One major challenge is to make previously invisible constituents of the body visible. Traditional MRI mainly visualises fluids like water, but we aim to also image solid structures and macromolecules such as myelin and collagen. Myelin is the insulating layer around nerve fibres and plays a crucial role in the brain. Its degradation is associated with severe diseases. Collagen is a protein found in many tissues and is essential for their mechanical stability. Visualising these structures could lead to significant diagnostic advances.
Can you elaborate on the technical challenges and solutions in your research?
One persistent challenge is the unavoidable movement of patients during imaging. The higher the resolution, the more sensitive the image quality is to even the smallest positional changes. We are working on detecting and immediately correcting for movement during examinations by co-rotating the critical magnetic fields. This requires advanced sensor technology and control engineering. These two areas of electrical engineering also help us overcome the limited fidelity of MRI device components. Through sensor technology, modelling, and rapid computation, we are expanding the capabilities of MRI.
What role does artificial intelligence (AI) play in your research?
AI is an important tool, particularly for pattern recognition in our images. It can help detect diseases at an early stage and improve data analysis. However, everything starts with physical interaction and data acquisition before AI can be useful. AI can process vast amounts of data in little time and extract valuable information. This has the potential to revolutionize diagnostics by assisting radiologists and increasing efficiency. However, there are challenges, such as integrating new image contrasts and adapting medical practice to these emerging technologies.
You teach at both ETH and the University of Zurich – how do you experience the differences between the two institutions?
The collaboration, in our case between D-ITET and the Faculty of Medicine, is close and productive. The two sides complement each other perfectly, and there is much to be done together. Each professorship at IBT has a "leading house" (either ETH Zurich or the University of Zurich), but cooperation within the institute is seamless. There are some procedural differences between the universities, but these are manageable, and the benefits of collaboration far outweigh the challenges.
What are your visions for the future of your research?
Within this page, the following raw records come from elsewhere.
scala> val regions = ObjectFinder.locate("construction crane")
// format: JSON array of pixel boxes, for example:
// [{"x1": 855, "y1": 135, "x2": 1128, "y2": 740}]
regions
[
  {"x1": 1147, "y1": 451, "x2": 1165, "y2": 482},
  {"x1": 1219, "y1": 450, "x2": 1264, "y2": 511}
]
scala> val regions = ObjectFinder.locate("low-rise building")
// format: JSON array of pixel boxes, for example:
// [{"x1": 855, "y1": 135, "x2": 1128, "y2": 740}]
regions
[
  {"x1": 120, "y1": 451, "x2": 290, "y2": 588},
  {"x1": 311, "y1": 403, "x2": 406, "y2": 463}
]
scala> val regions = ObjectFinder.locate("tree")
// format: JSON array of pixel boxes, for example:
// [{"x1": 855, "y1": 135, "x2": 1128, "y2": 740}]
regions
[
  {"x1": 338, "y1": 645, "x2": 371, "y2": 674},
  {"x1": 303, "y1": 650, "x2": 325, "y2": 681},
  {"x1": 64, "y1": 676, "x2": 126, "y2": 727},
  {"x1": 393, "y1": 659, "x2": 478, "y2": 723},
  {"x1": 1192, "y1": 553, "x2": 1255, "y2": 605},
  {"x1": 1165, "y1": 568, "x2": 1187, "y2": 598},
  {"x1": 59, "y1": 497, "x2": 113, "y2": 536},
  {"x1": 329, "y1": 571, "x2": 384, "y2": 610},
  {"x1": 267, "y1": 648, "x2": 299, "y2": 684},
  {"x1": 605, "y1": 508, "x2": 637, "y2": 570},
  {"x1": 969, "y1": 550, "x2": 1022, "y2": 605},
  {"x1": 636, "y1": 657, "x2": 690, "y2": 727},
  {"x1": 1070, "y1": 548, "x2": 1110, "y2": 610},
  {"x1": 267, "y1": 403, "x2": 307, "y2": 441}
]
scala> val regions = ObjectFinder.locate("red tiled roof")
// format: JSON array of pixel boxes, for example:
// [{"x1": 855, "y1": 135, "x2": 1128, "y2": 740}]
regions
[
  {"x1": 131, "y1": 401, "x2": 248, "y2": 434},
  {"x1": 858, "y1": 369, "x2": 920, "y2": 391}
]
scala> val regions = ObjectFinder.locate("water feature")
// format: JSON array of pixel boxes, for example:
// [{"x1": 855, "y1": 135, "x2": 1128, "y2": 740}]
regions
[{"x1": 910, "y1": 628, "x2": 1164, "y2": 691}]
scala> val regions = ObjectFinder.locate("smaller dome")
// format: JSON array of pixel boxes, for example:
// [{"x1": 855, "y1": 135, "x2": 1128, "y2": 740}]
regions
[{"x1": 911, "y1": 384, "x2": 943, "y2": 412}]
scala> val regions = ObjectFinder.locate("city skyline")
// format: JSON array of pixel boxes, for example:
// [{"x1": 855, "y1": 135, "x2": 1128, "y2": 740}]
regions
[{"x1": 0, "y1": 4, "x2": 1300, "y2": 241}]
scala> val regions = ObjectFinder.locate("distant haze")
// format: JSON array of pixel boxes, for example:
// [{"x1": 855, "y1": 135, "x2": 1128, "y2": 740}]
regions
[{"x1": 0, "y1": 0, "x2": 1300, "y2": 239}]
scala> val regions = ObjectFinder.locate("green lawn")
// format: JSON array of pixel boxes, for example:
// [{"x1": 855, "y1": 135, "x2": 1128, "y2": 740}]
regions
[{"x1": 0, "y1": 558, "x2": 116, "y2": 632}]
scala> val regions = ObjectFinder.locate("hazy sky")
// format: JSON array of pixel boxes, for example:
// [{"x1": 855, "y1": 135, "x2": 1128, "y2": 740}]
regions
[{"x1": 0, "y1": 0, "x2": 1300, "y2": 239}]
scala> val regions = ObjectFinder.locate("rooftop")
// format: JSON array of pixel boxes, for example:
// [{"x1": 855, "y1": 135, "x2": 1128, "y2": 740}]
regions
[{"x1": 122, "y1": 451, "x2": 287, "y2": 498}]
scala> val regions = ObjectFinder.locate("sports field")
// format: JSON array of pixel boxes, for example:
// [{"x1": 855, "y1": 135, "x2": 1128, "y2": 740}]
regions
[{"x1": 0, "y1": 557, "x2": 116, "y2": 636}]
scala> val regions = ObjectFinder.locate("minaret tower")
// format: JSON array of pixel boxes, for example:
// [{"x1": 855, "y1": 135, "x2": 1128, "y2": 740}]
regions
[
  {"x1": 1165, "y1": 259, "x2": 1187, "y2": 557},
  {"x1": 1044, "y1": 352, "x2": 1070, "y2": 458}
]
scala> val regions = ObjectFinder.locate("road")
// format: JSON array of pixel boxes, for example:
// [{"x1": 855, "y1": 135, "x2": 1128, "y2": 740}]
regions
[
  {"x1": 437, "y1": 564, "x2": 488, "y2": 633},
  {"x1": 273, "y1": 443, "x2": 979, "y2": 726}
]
Physics still offers many opportunities to enhance the information content of MRI and other magnetically detected data, such as magnetoencephalography (MEG). The sheer volume of data is already pushing human observers to their limits. However, a new, wide playing field emerges when richer raw data is converted into added medical value with the help of machine analysis. I expect that the interplay with machine learning will give another boost to the utility of our work. The new GLC building, where MRI and MEG systems are housed side by side, provides us with ideal conditions for this research. After years of planning and construction, the completion of the GLC has propelled us forward significantly.
Are you looking for new scientific staff?
With our move into the GLC, we have the capacity to grow. Our research group is highly international and mainly consists of graduates in electrical engineering, physics, and biomedical engineering. Students from related fields such as computer science and mechanical engineering also join us occasionally. We are definitely looking to expand this year and welcome enquiries from interested candidates.